Katharina Geiser: «Rosa ist rosa». Zürich: Ammann Verlag, 2008.

Trügerisch einfach wirkt der Titel von Katharina Geisers Erzählband: «Rosa ist Rosa». Dabei offenbart er auf gut 200 Seiten ein gewaltiges Farb- und Tonspektrum. Siebzehn Erzählungen führen uns aus der Schweizer Bergwelt nach Spanien und Sibirien, nach Dresden und Paris. Wir reisen von einer zeitlos anmutenden Gegenwart – zeitlos vor allem, weil das Überzeitliche der Natur stets präsent ist – in das nicht wirklich vergangene 20. Jahrhundert, dessen Kriege und Umwälzungen bis heute Lebensläufe prägen. Vom Krieg erfahren wir hier aus der Perspektive von Kindern, die den Vater verlieren, ihn, wie in der Erzählung «Biester und Bister», auch wieder bekommen, unübersehbar versehrt, aber nicht zerstört, weil die Seele widerständiger scheint als der Körper.

Das Visuelle stiftet einen Zusammenhang zwischen dem, was zeitlich und räumlich so weit auseinanderliegt, das Sehen ist Voraussetzung für das Erinnern, Kommunizieren und Schreiben. Und so klingt im Titel der Erzählung «Sehnot» nicht zufällig dessen existentielle Bedeutung an. Die Malerei ist Gegenstand mehrerer Erzählungen, untrennbar verknüpft mit dem Leben der Protagonisten.

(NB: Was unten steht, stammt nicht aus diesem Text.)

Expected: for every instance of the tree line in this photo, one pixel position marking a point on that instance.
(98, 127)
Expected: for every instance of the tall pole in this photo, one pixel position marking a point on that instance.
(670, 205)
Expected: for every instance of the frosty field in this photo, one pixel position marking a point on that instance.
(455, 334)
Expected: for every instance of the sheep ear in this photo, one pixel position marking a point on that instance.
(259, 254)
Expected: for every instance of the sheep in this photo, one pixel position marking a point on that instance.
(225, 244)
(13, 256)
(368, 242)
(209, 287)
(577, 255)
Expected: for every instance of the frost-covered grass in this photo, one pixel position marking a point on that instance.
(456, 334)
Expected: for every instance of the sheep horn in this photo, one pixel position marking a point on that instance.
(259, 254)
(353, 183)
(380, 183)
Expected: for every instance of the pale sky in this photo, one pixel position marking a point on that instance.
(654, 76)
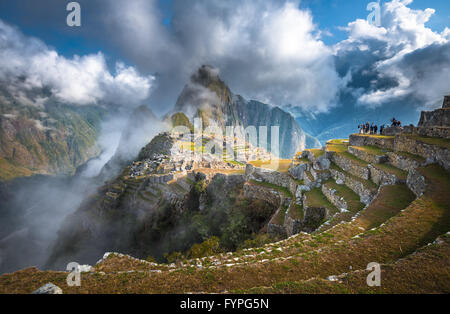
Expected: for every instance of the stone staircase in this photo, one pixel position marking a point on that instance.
(374, 198)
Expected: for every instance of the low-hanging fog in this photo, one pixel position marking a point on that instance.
(32, 209)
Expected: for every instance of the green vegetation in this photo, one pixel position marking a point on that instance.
(352, 199)
(401, 174)
(315, 198)
(296, 212)
(419, 159)
(180, 119)
(279, 218)
(54, 140)
(316, 152)
(282, 189)
(280, 165)
(373, 150)
(367, 183)
(441, 142)
(9, 171)
(375, 136)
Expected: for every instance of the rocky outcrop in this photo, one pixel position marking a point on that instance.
(141, 127)
(335, 199)
(48, 289)
(439, 117)
(351, 166)
(268, 195)
(314, 216)
(433, 153)
(366, 195)
(298, 171)
(366, 156)
(381, 142)
(270, 176)
(416, 182)
(206, 96)
(381, 177)
(56, 139)
(292, 225)
(402, 162)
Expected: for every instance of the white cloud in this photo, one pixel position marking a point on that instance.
(27, 64)
(402, 36)
(266, 50)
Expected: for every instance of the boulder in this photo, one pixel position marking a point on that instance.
(322, 163)
(48, 289)
(298, 171)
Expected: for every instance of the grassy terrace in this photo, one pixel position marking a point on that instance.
(375, 136)
(367, 183)
(441, 142)
(429, 266)
(411, 156)
(409, 227)
(373, 150)
(296, 212)
(341, 148)
(279, 217)
(420, 223)
(309, 175)
(282, 189)
(401, 174)
(282, 165)
(315, 198)
(352, 199)
(316, 152)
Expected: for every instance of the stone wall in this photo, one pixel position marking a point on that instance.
(370, 158)
(432, 153)
(362, 140)
(435, 131)
(291, 225)
(314, 216)
(268, 195)
(298, 172)
(402, 162)
(335, 199)
(366, 195)
(439, 117)
(351, 167)
(381, 177)
(416, 182)
(269, 176)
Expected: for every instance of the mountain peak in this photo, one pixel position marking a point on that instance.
(206, 75)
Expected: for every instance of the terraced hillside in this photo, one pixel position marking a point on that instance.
(375, 212)
(371, 198)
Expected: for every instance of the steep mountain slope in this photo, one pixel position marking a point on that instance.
(206, 96)
(50, 139)
(142, 126)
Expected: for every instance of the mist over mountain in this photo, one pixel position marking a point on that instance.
(141, 127)
(206, 96)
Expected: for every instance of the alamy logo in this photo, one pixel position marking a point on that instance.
(74, 17)
(74, 277)
(374, 18)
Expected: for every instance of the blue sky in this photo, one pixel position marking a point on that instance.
(265, 50)
(329, 15)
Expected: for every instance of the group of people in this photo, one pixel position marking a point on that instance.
(371, 128)
(395, 122)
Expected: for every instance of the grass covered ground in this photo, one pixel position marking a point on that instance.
(280, 165)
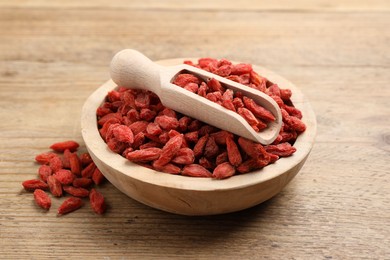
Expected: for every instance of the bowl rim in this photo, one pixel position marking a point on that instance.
(98, 148)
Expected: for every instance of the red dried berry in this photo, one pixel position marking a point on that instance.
(196, 170)
(169, 150)
(69, 205)
(144, 155)
(65, 177)
(42, 199)
(85, 159)
(98, 177)
(223, 171)
(31, 185)
(82, 182)
(77, 192)
(75, 164)
(97, 201)
(233, 152)
(44, 158)
(55, 163)
(44, 171)
(54, 186)
(62, 146)
(88, 171)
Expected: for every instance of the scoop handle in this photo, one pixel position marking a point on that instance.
(131, 69)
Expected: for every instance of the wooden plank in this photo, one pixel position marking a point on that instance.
(54, 54)
(217, 5)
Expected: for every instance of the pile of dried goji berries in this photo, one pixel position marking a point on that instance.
(135, 124)
(62, 172)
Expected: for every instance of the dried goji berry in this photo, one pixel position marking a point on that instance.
(211, 148)
(55, 163)
(184, 156)
(77, 192)
(44, 171)
(62, 146)
(69, 205)
(144, 155)
(44, 158)
(42, 199)
(257, 110)
(75, 164)
(169, 150)
(282, 150)
(196, 170)
(98, 177)
(184, 78)
(223, 170)
(31, 185)
(200, 145)
(97, 201)
(168, 168)
(54, 186)
(88, 171)
(82, 182)
(85, 159)
(233, 152)
(65, 177)
(167, 122)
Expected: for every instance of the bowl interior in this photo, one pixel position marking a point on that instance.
(99, 150)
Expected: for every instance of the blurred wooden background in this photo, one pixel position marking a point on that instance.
(53, 54)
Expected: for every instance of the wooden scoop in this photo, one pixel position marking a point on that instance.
(131, 69)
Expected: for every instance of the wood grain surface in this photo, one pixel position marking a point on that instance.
(54, 54)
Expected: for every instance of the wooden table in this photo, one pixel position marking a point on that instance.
(54, 54)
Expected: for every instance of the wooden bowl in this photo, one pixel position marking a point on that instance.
(190, 195)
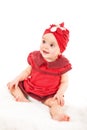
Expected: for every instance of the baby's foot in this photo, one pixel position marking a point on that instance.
(61, 117)
(57, 114)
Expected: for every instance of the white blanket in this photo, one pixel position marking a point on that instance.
(35, 116)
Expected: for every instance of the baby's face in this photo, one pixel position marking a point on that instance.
(49, 47)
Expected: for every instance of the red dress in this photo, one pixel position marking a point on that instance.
(45, 76)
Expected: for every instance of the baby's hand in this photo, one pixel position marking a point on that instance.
(59, 98)
(12, 84)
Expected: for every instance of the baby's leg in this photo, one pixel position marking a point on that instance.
(56, 110)
(18, 94)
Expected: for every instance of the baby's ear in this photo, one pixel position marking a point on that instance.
(62, 24)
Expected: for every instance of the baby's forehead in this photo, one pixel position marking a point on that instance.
(50, 37)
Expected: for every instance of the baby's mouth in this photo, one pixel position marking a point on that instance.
(45, 52)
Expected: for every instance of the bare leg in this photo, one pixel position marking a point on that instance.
(56, 110)
(18, 94)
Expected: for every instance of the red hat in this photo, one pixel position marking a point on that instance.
(61, 34)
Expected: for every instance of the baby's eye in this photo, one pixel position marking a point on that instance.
(43, 41)
(51, 45)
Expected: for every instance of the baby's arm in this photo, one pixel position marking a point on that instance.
(62, 88)
(20, 77)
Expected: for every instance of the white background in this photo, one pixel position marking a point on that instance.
(22, 23)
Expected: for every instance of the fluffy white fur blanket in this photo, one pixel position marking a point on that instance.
(35, 116)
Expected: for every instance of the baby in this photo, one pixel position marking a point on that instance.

Im Porträt der deutschen Malerin Paula Modersohn-Becker, «Die Zitrone in der Rechten», die sich 1906 im Pariser Louvre in die Betrachtung eines ägyptischen Mumienporträts versenkt, könnte auch die Poetik der Autorin enthalten sein: «Die Vergangenheit ist greifbar und gleichzeitig verborgen … Wenn man in Bann gezogen wird, hilft nur die stumme Zwiesprache.» Aus ihrer Zwiesprache mit der Natur, mit der Kunst, der Geschichte und mit den Menschen, die sie verkörpern, gestalten, in sich tragen, gewinnt Katharina Geiser den Stoff, die Farben und Klänge für ihre ungemein sinnlichen Erzählungen. Sie erzeugt damit einen Rausch und einen Sog, denen man im Lauf der Lektüre verfällt, selbst wenn man am Anfang vielleicht noch mit manchen manierierten Spielereien hadert. Im Kontext dieses in unzähligen Farben funkelnden Bandes treten sie selten genug auf, um überlesen zu werden. Wer sich voll und ganz auf die Texte einlässt, wird reich beschenkt, taucht ein in kleine und grosse Seen, die Schönheit und Schrecken zugleich symbolisieren, in vergangene und fremde Welten, vor allem aber in die Seelen von Geisers Figuren. Das ist beglückend – die Liebe, den Schmerz, die Trauer, die Angst, den Übermut nachempfinden zu können, die mit Sprache so plastisch gestaltet werden wie jener heitere Sommertag am Zürichsee, dem die Nacht ein in jeder Hinsicht finsteres Ende setzt, wie in der Erzählung «Liberta». Wenn Erzählungen eine solche Strahlkraft entwickeln, dann lassen sie in unserer Vorstellung die Figuren, ob real oder erfunden, tatsächlich lebendig werden.